La Cour suprême de l’Indiana et l’utilisation de l’IA dans le système judiciaire
La Cour suprême de l’Indiana cherche à aider les juges à naviguer dans l’utilisation de l’intelligence artificielle (IA) et de l’intelligence artificielle générative (GenAI) au sein du système judiciaire. Ce besoin a été amplifié par un incident survenu dans un tribunal californien, où plus de 90% des citations dans un mémoire d’avocat avaient été générées par ChatGPT. En conséquence, l’avocat a été condamné à une amende de 10 000 $ pour avoir déposé un appel frivole, violé les règles de la cour, cité de fausses affaires, et gaspillé le temps du tribunal ainsi que l’argent des contribuables.
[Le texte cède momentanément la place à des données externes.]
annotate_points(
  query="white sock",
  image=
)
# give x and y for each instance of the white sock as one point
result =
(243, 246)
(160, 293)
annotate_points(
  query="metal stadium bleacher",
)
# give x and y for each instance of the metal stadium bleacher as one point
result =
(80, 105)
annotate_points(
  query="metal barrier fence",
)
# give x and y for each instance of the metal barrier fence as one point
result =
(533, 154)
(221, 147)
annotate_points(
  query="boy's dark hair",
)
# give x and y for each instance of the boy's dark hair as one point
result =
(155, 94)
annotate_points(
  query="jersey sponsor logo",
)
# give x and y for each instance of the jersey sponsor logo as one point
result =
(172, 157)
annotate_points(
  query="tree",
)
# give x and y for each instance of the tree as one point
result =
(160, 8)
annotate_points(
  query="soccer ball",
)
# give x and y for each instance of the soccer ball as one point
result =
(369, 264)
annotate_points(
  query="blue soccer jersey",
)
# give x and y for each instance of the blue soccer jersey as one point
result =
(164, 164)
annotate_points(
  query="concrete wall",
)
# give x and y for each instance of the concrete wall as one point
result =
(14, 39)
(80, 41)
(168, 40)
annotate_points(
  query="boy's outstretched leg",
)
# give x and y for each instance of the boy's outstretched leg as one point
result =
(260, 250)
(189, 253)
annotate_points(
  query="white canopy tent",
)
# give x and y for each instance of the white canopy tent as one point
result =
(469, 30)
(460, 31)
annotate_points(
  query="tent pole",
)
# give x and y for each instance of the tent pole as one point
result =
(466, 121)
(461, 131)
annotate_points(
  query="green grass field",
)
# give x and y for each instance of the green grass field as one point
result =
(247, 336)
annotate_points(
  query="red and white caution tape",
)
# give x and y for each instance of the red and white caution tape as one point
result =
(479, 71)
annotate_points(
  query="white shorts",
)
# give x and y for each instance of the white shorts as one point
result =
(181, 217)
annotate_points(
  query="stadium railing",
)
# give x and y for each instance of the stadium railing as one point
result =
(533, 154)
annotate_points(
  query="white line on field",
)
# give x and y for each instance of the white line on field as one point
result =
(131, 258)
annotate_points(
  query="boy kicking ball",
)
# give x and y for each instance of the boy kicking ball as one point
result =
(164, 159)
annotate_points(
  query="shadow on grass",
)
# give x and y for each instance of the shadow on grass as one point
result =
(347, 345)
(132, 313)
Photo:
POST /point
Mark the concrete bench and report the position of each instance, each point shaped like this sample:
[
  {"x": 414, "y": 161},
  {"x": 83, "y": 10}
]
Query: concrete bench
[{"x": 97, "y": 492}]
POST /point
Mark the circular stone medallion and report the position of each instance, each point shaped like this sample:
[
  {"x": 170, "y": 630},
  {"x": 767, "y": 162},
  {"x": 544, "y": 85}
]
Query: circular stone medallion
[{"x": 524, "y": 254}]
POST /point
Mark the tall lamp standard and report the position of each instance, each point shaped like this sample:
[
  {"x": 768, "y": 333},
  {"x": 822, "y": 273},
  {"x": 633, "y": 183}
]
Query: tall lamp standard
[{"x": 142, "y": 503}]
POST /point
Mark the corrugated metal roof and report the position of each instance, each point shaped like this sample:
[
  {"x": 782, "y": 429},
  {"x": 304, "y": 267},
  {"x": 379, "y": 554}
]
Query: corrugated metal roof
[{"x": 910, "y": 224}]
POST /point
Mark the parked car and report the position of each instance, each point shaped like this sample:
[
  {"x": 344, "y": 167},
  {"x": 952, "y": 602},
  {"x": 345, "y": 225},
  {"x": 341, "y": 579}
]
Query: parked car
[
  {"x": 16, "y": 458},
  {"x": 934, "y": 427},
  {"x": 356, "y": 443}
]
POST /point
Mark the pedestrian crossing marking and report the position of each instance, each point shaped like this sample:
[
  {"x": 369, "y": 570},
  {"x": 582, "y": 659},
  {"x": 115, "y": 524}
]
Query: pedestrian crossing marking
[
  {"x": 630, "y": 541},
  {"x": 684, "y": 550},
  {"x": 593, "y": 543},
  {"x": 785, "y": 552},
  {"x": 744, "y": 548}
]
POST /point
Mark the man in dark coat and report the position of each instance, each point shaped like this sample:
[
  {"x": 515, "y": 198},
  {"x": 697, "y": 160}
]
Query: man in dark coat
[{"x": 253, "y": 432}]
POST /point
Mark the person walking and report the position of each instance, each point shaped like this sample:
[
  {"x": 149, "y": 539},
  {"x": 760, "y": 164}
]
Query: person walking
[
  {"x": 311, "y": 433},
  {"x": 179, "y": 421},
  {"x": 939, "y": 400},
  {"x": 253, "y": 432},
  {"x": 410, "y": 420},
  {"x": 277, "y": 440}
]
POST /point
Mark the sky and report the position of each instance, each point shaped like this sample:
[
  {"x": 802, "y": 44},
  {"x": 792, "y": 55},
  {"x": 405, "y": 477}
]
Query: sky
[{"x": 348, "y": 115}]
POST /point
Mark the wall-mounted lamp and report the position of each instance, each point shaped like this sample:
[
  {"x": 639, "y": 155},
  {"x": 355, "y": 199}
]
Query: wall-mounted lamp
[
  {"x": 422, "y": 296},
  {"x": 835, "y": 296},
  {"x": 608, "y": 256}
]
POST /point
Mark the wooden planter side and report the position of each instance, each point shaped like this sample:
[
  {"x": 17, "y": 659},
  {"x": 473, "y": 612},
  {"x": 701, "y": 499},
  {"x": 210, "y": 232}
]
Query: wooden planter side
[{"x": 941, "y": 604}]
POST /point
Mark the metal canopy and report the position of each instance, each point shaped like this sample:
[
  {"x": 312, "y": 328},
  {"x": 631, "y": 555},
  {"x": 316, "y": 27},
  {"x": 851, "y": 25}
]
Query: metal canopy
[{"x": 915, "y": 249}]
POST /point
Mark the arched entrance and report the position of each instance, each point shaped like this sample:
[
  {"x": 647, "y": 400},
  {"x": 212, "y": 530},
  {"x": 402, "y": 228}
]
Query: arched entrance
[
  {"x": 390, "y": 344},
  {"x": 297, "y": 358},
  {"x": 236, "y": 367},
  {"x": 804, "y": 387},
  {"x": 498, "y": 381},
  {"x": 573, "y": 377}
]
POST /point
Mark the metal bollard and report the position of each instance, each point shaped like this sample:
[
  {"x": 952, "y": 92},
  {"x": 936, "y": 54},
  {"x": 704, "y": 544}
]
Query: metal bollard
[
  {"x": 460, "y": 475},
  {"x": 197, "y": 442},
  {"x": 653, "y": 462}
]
Ressources pour le développement de politiques sur l’IA
En réponse à la montée de l’IA dans le système juridique, la Cour a publié des ressources via son Comité de gouvernance de l’IA pour aider les tribunaux locaux à développer des politiques en matière d’IA. Janelle O’Malley, présidente du comité, a souligné que l’émergence de l’IA a nécessité des directives claires pour les juges.
“Quand les juges envisagent d’utiliser l’IA, ils doivent se concentrer sur le respect des règles éthiques qu’ils doivent suivre dans tout ce qu’ils font,” a déclaré O’Malley. “Cela est particulièrement vrai lorsqu’ils travaillent avec des données judiciaires sensibles ou confidentielles.”
Outils et recommandations pour l’adoption de l’IA
Le comité a fourni aux tribunaux de première instance une carte de référence, une liste de contrôle, des politiques modèles et un guide d’achat, servant de niveaux d’adoption de l’IA allant de débutant à avancé. Le Comité d’innovation de la Cour prévoit d’offrir des recommandations d’outils d’IA et d’expliquer davantage comment les juges peuvent intégrer ces logiciels dans leurs flux de travail.
Perspective des juges sur l’IA
Le juge Andrew R. Bloch, membre du comité de gouvernance de l’IA, croit que l’IA a un potentiel incroyable, mais souligne que les juges doivent d’abord avoir une base de connaissances pour comprendre les capacités de cette technologie. “Cela ne remplace pas le travail à faire. Cela ne remplace pas l’affinage de votre métier. Ce n’est pas le résultat final. C’est un outil pour vous y amener. En fin de compte, je suis toujours responsable du résultat à la fin de la journée,” a-t-il déclaré.